2 Zie de Kamerstukken II 2021/2022, 19 637, nr. 2594 van 27 maart 2020 en de Kamerstukken II
2021/2022, 19 637, nr. 2885 van 26 april 2022.
3 Zie bijvoorbeeld de uitspraak van de Afdeling bestuursrechtspraak van de Raad van State van 14 september 2016, ECLI:NL:RVS:2016:2474.
6. De rechtbank is van oordeel dat verweerder terecht heeft geconcludeerd dat eiseres niet aannemelijk heeft gemaakt dat Armenië voor haar geen veilig land van herkomst is. Eiseres heeft niet aan de hand van documenten, rapportages of anderszins onderbouwd dat er in Armenië geen effectieve bescherming is tegen huiselijk geweld of dat zij geen effectieve bescherming tegen huiselijk geweld kan inroepen. Verweerder stelt terecht dat er geen aanknopingspunten zijn om ten aanzien van slachtoffers van huiselijk geweld een uitzondering te maken op het uitgangspunt dat Armenië een veilig land van herkomst is. Niet ten onrechte volgt verweerder eiseres niet in haar stelling dat zij geen bescherming kan krijgen, om de redenen dat haar echtgenoot bij de politie werkt en zij in het verleden die bescherming ook niet heeft gekregen. Eiseres heeft immers niet aannemelijk gemaakt dat zij geen hulp of bescherming kan inroepen van hogere autoriteiten binnen het Armeense bestel of dat het inroepen daarvan bij voorbaat zinloos is. De persoonlijke omstandigheden van eiseres heeft verweerder voldoende in de beoordeling betrokken. Terecht stelt verweerder dat Armenië ook voor alleenstaande vrouwen een veilig land van herkomst is. Dat eiseres in Armenië problemen zou krijgen omdat ze haar homoseksuele zoon steunt, heeft zij niet onderbouwd.
7. Verweerder heeft de aanvraag van eiseres terecht afgewezen als kennelijk ongegrond. Het beroep is ongegrond.
8. Voor een proceskostenveroordeling bestaat geen aanleiding.

Beslissing

De rechtbank verklaart het beroep ongegrond.
Deze uitspraak is gedaan door mr. R.J.A. Schaaf, rechter, in aanwezigheid van mr.

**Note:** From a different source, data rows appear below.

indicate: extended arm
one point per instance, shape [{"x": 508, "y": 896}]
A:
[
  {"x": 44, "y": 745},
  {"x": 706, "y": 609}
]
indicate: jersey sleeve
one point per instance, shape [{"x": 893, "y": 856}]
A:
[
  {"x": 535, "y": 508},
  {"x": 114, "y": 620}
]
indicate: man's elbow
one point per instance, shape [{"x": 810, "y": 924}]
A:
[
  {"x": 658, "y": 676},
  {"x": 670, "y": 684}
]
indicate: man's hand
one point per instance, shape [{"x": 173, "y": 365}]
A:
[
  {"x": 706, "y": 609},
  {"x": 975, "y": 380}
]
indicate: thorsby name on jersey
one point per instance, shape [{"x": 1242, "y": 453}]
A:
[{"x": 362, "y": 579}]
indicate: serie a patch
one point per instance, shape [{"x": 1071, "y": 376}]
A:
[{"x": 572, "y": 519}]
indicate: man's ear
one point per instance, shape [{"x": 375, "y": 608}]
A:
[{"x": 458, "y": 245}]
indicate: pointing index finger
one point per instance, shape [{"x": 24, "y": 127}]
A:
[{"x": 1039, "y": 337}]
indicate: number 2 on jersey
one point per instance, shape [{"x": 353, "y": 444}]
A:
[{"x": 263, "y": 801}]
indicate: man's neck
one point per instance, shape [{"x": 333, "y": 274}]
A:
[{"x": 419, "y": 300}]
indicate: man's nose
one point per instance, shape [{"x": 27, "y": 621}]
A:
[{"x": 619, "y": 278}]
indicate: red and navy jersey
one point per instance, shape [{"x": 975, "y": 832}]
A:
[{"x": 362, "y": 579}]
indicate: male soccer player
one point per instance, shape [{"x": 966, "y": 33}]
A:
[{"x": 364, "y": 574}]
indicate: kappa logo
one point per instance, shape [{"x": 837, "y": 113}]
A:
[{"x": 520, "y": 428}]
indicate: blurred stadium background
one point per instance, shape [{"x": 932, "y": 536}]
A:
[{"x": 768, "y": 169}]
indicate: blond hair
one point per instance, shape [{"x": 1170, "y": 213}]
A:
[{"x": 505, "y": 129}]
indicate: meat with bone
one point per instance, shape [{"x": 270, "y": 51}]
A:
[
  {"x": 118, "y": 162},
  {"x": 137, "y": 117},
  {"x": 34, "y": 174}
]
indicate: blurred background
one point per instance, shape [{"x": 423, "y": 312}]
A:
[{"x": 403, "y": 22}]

L.L. Hol, griffier.
De uitspraak is uitgesproken in het openbaar en bekendgemaakt op:
28 juli 2023

Documentcode: [documentcode]

Rechtsmiddel

Tegen deze uitspraak kan hoger beroep worden ingesteld bij de Afdeling bestuursrechtspraak van de Raad van State binnen één week na de dag van bekendmaking.